It’s 3:00 AM. The glow of VS Code reflects off my hollow, sleep-deprived eyes. Everyone else is dreaming. I’m debugging. Alone. Or so I thought.
That’s when he shows up.
Me.
But from like, two hours ago.
Energized, overconfident, and apparently fluent in whatever ancient dialect I used to name these variables.
⸻
I’ve always hated pair programming.
Too many opinions. Too much talking. Too many people noticing I don’t actually know how promises work under the hood. But solo devving at night? That’s when I truly shine—like a gremlin with Git access and no supervision.
Except now I’m in a full-on split-brain mode:
- 3AM Me is cautious, tired, and deeply mistrustful of the code.
- 1AM Me was a cowboy with a text editor and a dream.
Together? We’re unstoppable.
Unstoppably bad.
⸻
Scene 1: “Why Would I Write This?”
I stare at a function I clearly wrote less than two hours ago.
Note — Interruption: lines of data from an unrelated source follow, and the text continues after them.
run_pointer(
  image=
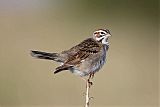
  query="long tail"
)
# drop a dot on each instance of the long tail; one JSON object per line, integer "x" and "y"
{"x": 45, "y": 55}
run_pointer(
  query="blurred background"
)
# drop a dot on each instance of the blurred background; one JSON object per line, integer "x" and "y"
{"x": 128, "y": 79}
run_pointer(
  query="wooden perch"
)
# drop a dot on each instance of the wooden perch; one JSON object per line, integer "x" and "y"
{"x": 88, "y": 85}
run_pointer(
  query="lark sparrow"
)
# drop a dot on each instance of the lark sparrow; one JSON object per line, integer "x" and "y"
{"x": 83, "y": 59}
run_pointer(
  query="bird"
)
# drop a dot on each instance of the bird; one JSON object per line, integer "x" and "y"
{"x": 83, "y": 59}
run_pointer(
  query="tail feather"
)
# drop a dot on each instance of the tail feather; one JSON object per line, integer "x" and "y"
{"x": 44, "y": 55}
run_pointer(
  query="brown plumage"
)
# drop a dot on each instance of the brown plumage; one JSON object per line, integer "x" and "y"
{"x": 82, "y": 59}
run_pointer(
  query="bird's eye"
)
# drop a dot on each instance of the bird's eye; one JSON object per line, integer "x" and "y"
{"x": 102, "y": 33}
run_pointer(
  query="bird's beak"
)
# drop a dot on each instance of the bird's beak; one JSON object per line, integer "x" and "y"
{"x": 108, "y": 35}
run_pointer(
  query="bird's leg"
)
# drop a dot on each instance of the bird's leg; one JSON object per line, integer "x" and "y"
{"x": 90, "y": 77}
{"x": 88, "y": 85}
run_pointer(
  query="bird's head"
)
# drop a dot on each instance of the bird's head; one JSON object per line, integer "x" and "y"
{"x": 102, "y": 35}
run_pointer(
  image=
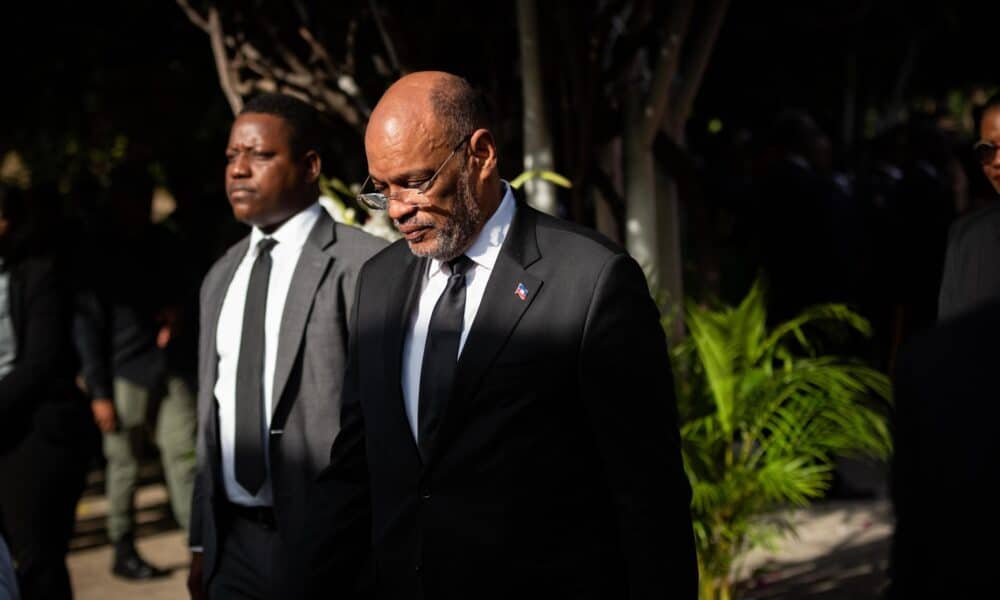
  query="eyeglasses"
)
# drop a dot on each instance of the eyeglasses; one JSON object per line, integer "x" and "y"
{"x": 985, "y": 152}
{"x": 377, "y": 200}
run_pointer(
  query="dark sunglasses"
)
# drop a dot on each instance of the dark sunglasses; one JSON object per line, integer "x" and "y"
{"x": 985, "y": 152}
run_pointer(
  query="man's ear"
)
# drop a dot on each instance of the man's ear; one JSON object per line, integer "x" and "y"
{"x": 484, "y": 149}
{"x": 314, "y": 165}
It has five parameters. One is named thing. Another is dataThing.
There’s a comment above it that just says:
// lol this works i think
I reach for the keyboard like a detective reaching for a weapon. I don’t know what I’m going to do, but it’s gonna be violent.
⸻
Scene 2: “Git Blame? Oh, It’s Me.”
I open git blame hoping to find a scapegoat.
My name. Line after line.
Me, me, me.
I’m the villain of this story.
Somewhere in the distance, a rubber duck quacks disapprovingly.
⸻
Scene 3: “Sleep Is a Dependency”
Sleep deprivation is the real senior engineer on this project.
Every time I think I’ve fixed the bug, three new ones emerge—like some sort of Jira-fueled hydra.
At one point, I comment out a chunk of code and whisper “We never speak of this again.”
I’m not writing code anymore. I’m making threats in a domain-specific language.
⸻
Scene 4: “Breakthrough or Breakdown?”
Then suddenly… it works.
I don’t know how.
I don’t know why.
All I know is: the bug is gone, the tests pass, and production hasn’t exploded (yet). I sit back, staring at the monitor like I just defused a bomb using only a toothpick and Stack Overflow.
Me-from-an-hour-ago winks.
⸻
The Aftermath
At 10AM the next day, I open the repo and see a commit titled:
fix: it do be working now tho
Inside, the code looks like it was written by someone having an existential crisis in real-time. Because it was.
I leave it untouched. It’s perfect.
It’s a timestamp of my descent into madness—and my quiet, glorious return.
⸻
Moral of the story?
Don’t code at 3AM. But if you do, at least bring snacks, a hoodie, and prepare for the most intense, cinematic pair programming session of your life—with the only dev you can never escape: yourself.